Apple has also acted as a gatekeeper when setting rules on who can access its App Store. Game developers and regulators are increasingly challenging Apple, arguing that it can choke competition. In the Epic Games v Apple trial in 2021, Fortnite-maker Epic Games claimed Apple’s App Store practices were monopolistic.
Europe has a different model with a more normative approach. It adds to the idea of the splinternet because it differs from the laissez-faire attitudes of the open model. Europe’s normative model shares most of the principles underpinning the open internet. At the same time it has an added focus on human rights-based regulation.
The EU has launched regulatory initiatives such as the Digital Markets Act to prevent abuse of market power and ensure secure handling of data. The EU also wants to build a European cloud to strengthen Europe’s data sovereignty and address the domination of the market by non-European suppliers.
Some of the legislation proposed might result in data localisation. This may limit many routine data flows from the EU to the US, China, India and other non-EU countries.
Another aspect of the splinternet can be found in several authoritarian states. The authoritarian model aspires to assert control over the fundamental architecture of the internet. China is the poster child for the authoritarian model. However, it is becoming increasingly attractive to other countries seeking to intervene in the digital sphere, such as Iran, Russia and Saudi Arabia.
The authoritarian model allows governments to extend their grip on economic and social actors. Beijing’s crackdown of its tech sector can be seen through this lens. For example, Chinese authorities have targeted tech firms like Alibaba, Tencent and Meituan in order to assert control over the web. This was prompted by fears that they were gaining control over ever-larger swaths of the economy.
The New Internet Protocol (New IP) proposed by Huawei represents the biggest challenge to how the internet is run. New IP is an internet architecture with a top-to-bottom design. Critics fear that it would enable access to every device connected to the network, making it easier to crackdown on dissidents. If the New IP gains legitimacy, it could well signal the splintering of the internet into Western and Chinese versions.
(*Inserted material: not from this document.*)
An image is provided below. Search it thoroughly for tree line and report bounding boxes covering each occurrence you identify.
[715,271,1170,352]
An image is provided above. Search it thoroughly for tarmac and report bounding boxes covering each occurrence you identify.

The final iteration of the splinternet is the so-called hybrid model. Countries falling into this category – such as India, Brazil, Turkey, and Nigeria – eschew the full authoritarian model but do not fully embrace the idea of an open internet.
Some of them are emerging economies still determining which regulatory and ethical frameworks they will apply. However, their policy choices could have a major influence on the future direction of international digital governance.
Big nations are trying to nudge those countries to follow their lead. For example, China has become a valuable partner to emerging economies through the Digital Silk Road initiative. This provides technological investment and is part of China’s strategy to grow its power internationally. However, it may enable leaders in these countries to impose greater censorship, enable shutdowns, and even decouple from the global internet.